#8: Virgen de Guadalupe and Posadas
#7: Virgen de Guadalupe and Posadas
14 December 2018
I guess Advent season just means that every year, you're going to get a kind-of political, kind-of Marian letter from me, something as surprising to me as it is to anyone.
In Mexico, there's this tradition of "La Posada." Every night for the nine nights before Christmas, a couple, dressed up like Mary and Joseph, knock on the door of a house and ask for shelter. They're usually surrounded by half the town or the family or whatever, all holding candles, but for the purposes of dramatic tension, it's supposed to be just Mary and Joseph.
Houses in Mexico aren't necessarily like houses in the U.S.--there's no front walkway or driveway to walk up, no front porch to stand on. Instead, at least in the middle class and wealthier neighborhoods where my family lives they're built more like compounds: 8-foot whitewashed concrete walls with inset steel doors line the sidewalk, sometimes there's a vestibule before you come into the garden, enclosed in the walls, and the house within that. So it's in front of these imposing walls that the couple stands, asking for shelter, and because it's Christmas, there's a song. (I tried to find a recording, but all of them had the tinny sound of Christmas music, and it's not quite right unless it's your mom and your dad and your nine cousins and some of their neighbors and your grandmother singing it anyways.)

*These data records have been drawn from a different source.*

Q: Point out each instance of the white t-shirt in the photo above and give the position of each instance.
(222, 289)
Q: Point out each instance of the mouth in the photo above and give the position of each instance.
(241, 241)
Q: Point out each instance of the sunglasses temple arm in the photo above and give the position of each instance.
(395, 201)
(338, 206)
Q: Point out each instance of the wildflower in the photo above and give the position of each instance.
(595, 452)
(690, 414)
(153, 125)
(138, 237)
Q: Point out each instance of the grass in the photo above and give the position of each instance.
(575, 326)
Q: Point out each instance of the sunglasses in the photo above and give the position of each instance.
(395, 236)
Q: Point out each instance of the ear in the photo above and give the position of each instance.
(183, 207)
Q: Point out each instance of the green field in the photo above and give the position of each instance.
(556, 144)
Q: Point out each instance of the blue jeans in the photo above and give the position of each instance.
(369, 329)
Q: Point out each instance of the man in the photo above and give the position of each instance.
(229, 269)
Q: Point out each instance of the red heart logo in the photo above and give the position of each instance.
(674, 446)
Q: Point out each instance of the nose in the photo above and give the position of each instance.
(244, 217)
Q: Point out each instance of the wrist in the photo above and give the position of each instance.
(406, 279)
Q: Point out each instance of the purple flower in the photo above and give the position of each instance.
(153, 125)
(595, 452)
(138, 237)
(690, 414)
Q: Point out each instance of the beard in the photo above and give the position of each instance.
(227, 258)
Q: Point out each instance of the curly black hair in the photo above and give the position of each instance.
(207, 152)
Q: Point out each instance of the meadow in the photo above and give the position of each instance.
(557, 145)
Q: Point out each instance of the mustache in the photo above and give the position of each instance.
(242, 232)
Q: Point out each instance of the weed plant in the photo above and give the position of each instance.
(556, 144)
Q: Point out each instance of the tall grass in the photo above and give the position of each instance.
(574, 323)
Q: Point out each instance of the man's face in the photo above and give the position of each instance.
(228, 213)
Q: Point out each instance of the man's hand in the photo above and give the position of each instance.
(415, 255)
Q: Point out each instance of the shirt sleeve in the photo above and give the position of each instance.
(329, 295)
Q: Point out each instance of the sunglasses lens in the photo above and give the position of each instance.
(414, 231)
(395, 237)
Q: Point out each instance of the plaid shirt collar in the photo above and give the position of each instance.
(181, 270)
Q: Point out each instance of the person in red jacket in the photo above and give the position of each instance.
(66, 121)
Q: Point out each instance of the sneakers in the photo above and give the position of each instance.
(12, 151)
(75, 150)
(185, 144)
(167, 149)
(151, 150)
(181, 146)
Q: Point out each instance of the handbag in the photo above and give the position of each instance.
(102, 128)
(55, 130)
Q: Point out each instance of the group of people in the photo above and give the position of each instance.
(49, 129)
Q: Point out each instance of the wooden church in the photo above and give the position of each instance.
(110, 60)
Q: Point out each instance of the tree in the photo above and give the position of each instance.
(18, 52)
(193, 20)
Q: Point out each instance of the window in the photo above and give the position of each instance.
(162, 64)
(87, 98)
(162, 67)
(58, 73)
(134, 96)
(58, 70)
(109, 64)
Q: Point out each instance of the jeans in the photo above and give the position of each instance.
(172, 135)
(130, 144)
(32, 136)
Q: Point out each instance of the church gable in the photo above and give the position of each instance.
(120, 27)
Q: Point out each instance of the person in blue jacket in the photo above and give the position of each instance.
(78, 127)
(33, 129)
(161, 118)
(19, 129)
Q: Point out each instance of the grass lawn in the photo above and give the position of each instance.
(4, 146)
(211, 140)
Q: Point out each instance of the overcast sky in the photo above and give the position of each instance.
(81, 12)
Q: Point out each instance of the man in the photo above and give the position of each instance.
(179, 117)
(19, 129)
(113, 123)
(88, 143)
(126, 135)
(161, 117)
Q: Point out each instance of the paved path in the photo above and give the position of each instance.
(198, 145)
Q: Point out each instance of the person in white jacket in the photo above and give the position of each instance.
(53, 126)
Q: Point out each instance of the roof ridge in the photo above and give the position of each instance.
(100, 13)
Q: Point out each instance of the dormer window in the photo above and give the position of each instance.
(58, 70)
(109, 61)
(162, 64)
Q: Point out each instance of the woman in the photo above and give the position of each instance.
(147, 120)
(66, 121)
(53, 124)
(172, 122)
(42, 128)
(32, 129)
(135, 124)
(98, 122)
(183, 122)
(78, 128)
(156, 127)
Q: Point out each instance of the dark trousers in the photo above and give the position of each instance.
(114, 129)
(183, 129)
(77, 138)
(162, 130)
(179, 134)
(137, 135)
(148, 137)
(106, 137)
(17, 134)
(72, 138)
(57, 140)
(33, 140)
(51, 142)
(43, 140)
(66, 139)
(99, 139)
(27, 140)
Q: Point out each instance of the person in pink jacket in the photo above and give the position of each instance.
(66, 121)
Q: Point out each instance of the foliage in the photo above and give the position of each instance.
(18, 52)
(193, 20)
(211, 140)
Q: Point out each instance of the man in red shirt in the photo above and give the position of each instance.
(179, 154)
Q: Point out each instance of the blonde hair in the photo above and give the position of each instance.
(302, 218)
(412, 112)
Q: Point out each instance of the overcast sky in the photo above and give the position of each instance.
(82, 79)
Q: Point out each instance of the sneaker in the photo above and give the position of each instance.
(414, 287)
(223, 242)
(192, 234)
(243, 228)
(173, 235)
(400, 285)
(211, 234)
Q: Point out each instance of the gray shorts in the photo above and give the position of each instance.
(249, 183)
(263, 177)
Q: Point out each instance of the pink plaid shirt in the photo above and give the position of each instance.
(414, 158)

First, Joseph asks the homeowner if there's a place to stay, and the homeowner (someone's uncle, who takes pride in his baritone especially on this day of the year), replies, of course, that this isn't an inn, that he doesn't know him, that he might be some kind of crook. Joseph negotiates, the homeowner threatens to beat them if they don't scram. Joseph appeals again: his wife is Queen of Heaven, won't he let them spend the night? The homeowner doesn't believe them, which is when Joseph drops her full title. "Mi esposa es Maria, / es Reina del Cielo, / y Madre va a ser / del Divino Verbo." The homeowner changes his tune immediately: "Joseph? Mary? Is that you? I didn't recognize you! Come in!" A triumphant verse begins, the Spanish caroling equivalent of "Glo-o-o-o-o-o-O-ri-ah," everyone comes in off the darkened street, there's a piñata, there's sparklers, there's food and drink and light and warmth.
Even though Joseph does all the talking and negotiating, Mary is the one holding all the power in this conversation. It isn't until the Innkeeper realizes who Mary is that his tone shifts: her body alone, hugely pregnant, without shelter isn't enough to convince him. It isn't until she's revealed to be mother of Jesus that she's given even the smallest amount of respect.

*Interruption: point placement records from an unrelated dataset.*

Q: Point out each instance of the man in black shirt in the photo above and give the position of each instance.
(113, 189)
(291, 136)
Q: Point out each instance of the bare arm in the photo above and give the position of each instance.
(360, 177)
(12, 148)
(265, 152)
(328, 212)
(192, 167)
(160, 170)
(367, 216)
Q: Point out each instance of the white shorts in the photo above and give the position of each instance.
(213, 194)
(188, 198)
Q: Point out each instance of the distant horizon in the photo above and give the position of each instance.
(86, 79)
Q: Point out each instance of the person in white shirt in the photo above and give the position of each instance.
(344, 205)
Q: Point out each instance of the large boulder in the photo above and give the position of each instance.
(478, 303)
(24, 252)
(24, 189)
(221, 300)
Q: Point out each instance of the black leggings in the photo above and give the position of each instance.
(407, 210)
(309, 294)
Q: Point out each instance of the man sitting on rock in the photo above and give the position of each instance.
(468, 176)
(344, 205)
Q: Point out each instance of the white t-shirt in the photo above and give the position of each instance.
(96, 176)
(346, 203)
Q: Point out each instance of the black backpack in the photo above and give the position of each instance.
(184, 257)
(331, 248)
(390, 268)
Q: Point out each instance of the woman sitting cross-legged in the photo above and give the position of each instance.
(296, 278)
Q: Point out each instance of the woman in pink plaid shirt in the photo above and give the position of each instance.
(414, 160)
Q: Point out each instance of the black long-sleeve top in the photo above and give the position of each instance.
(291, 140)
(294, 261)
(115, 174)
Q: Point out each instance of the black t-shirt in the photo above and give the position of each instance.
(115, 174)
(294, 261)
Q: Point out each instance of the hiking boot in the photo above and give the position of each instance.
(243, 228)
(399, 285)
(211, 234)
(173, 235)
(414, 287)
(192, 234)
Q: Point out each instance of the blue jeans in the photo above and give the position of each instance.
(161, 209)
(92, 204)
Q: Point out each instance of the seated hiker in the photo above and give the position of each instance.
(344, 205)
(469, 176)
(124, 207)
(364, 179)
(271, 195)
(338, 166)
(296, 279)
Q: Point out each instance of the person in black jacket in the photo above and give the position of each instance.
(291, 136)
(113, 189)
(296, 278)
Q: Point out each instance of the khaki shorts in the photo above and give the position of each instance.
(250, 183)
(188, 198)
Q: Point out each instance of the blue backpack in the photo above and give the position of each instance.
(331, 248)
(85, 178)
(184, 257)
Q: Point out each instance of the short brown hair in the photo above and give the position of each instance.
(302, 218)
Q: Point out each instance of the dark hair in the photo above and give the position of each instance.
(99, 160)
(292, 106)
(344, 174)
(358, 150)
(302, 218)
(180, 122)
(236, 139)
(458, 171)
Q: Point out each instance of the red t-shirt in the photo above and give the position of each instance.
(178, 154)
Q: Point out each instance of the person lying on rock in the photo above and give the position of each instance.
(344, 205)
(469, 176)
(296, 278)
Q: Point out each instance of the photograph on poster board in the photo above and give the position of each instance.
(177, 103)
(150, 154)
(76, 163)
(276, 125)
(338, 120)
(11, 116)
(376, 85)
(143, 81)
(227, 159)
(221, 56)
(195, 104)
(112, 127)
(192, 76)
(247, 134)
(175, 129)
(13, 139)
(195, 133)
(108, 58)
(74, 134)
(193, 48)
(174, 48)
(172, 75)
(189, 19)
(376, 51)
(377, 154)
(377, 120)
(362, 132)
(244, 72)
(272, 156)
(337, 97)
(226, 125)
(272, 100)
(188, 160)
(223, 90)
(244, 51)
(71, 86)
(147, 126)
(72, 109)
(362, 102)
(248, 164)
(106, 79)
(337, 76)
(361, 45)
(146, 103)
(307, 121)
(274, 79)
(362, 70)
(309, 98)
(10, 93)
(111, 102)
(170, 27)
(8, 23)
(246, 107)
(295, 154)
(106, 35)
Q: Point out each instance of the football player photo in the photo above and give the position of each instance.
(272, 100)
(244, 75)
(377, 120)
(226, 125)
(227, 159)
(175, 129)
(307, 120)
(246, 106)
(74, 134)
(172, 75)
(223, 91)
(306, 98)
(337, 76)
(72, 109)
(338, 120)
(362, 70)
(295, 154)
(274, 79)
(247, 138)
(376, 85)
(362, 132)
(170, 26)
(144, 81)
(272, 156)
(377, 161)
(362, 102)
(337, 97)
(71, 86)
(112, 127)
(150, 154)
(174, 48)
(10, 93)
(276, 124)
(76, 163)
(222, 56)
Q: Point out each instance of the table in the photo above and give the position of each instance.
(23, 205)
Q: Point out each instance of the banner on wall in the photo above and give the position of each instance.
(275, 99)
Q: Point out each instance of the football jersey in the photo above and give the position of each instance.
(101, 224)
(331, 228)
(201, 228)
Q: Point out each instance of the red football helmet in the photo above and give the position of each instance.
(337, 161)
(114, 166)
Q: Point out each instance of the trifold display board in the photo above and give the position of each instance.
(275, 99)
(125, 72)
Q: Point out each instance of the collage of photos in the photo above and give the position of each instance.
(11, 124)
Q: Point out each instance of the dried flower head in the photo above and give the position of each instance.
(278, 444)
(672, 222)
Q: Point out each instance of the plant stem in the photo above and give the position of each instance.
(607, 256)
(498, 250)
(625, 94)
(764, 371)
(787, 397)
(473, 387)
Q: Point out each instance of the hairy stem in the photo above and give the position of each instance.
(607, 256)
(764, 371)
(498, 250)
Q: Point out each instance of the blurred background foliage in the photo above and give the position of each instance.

Another story: earlier this week was the day of the Virgen de Guadalupe, the iteration of Mary that is venerated in Mexico and other parts of Latin America. She first appeared to a peasant, Juan Diego, on December 11, 1531, and spoke to him in Nahuatl, telling him who she was. When Juan Diego told the archbishop, he wasn't believed. It wasn't until he returned the next day, out-of-season roses spilling from his cloak and the now-famous image of Mary encircled by blue rays printed inside it, that the archbishop's tone shifted.
This comparison is such an obvious one that I'm almost embarrassed to make it, but yet here we are, in the year of our lord 2018, with babies and pregnant women and their partners and sisters and mothers and families and every other stripe of human, camped out in tent cities and soccer stadiums along our southern border, asking for a little shelter. I don't want their care to be predicated on whether one of them is carrying the Lord and Savior of all creation, and I find those kinds of exercises kind of hokey to begin with, but I do think that something that lies at the core of a kind of religion I could believe in is believing not that the least of these deserve care, because that is a baseline, but believing that the least of these has some holiness in him, that she is worthy of notice of the divine.

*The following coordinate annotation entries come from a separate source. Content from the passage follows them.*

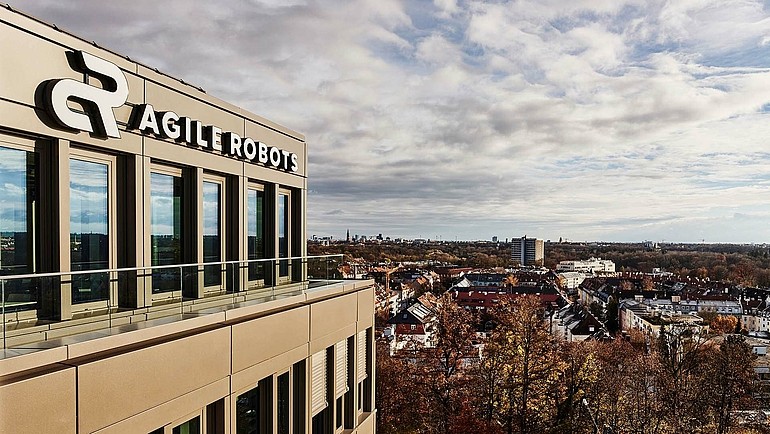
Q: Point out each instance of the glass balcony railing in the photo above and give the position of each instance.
(27, 300)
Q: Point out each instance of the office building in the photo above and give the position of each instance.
(153, 271)
(591, 265)
(527, 251)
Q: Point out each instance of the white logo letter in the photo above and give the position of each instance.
(100, 101)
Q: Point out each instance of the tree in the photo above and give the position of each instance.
(440, 370)
(680, 360)
(395, 414)
(524, 352)
(729, 380)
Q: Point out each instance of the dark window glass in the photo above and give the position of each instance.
(339, 412)
(247, 412)
(283, 227)
(166, 235)
(212, 230)
(192, 426)
(89, 229)
(256, 235)
(18, 194)
(283, 403)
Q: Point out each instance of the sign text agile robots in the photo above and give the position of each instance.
(169, 125)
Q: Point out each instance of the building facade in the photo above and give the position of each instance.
(528, 251)
(154, 270)
(592, 265)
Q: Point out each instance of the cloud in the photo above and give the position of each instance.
(615, 120)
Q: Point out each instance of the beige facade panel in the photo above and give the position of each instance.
(41, 404)
(246, 379)
(165, 99)
(276, 138)
(254, 171)
(174, 153)
(118, 387)
(177, 408)
(332, 315)
(263, 338)
(330, 339)
(21, 74)
(367, 425)
(365, 303)
(192, 90)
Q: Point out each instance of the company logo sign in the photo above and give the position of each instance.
(98, 102)
(99, 117)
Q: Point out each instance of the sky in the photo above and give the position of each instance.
(596, 120)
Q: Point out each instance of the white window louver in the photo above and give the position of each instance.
(361, 346)
(318, 382)
(340, 368)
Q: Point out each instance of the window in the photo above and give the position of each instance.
(90, 227)
(284, 398)
(254, 409)
(18, 224)
(340, 380)
(166, 229)
(318, 382)
(256, 233)
(362, 367)
(212, 233)
(192, 426)
(284, 211)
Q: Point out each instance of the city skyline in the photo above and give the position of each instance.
(612, 121)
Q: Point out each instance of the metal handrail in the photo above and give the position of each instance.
(158, 267)
(4, 279)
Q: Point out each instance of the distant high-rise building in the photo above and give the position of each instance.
(527, 251)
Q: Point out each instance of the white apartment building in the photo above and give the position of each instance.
(592, 265)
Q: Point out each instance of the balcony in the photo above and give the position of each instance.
(182, 304)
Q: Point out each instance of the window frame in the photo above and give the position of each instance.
(266, 232)
(36, 225)
(281, 191)
(112, 225)
(162, 169)
(219, 180)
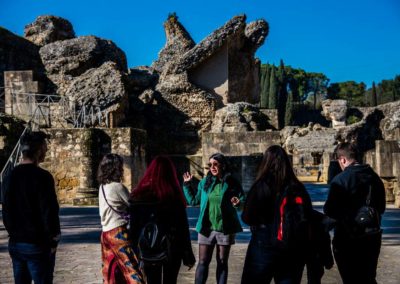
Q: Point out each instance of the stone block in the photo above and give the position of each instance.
(384, 163)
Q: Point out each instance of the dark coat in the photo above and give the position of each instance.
(348, 193)
(172, 217)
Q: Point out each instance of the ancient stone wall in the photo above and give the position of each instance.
(74, 155)
(18, 85)
(213, 74)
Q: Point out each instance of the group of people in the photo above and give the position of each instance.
(30, 214)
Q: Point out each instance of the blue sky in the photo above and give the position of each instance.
(346, 40)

I want to say something about believing people, I want to say something about it not mattering whether you believe them, and helping them anyways, but I also know that with this letter, I'm more than likely preaching to the choir, and even if I wasn't, I don't know how to explain to someone who doesn't already know that a child dying of dehydration in ICE custody is wrong, that teargassing mothers and children is wrong, that a trans woman dying in ICE custody is wrong. I believe so much in the power and ability of bearing witness and writing, but it's also feeling like an increasingly inescapable truth that I can't write someone into having more empathy, that I can't write someone into greater action.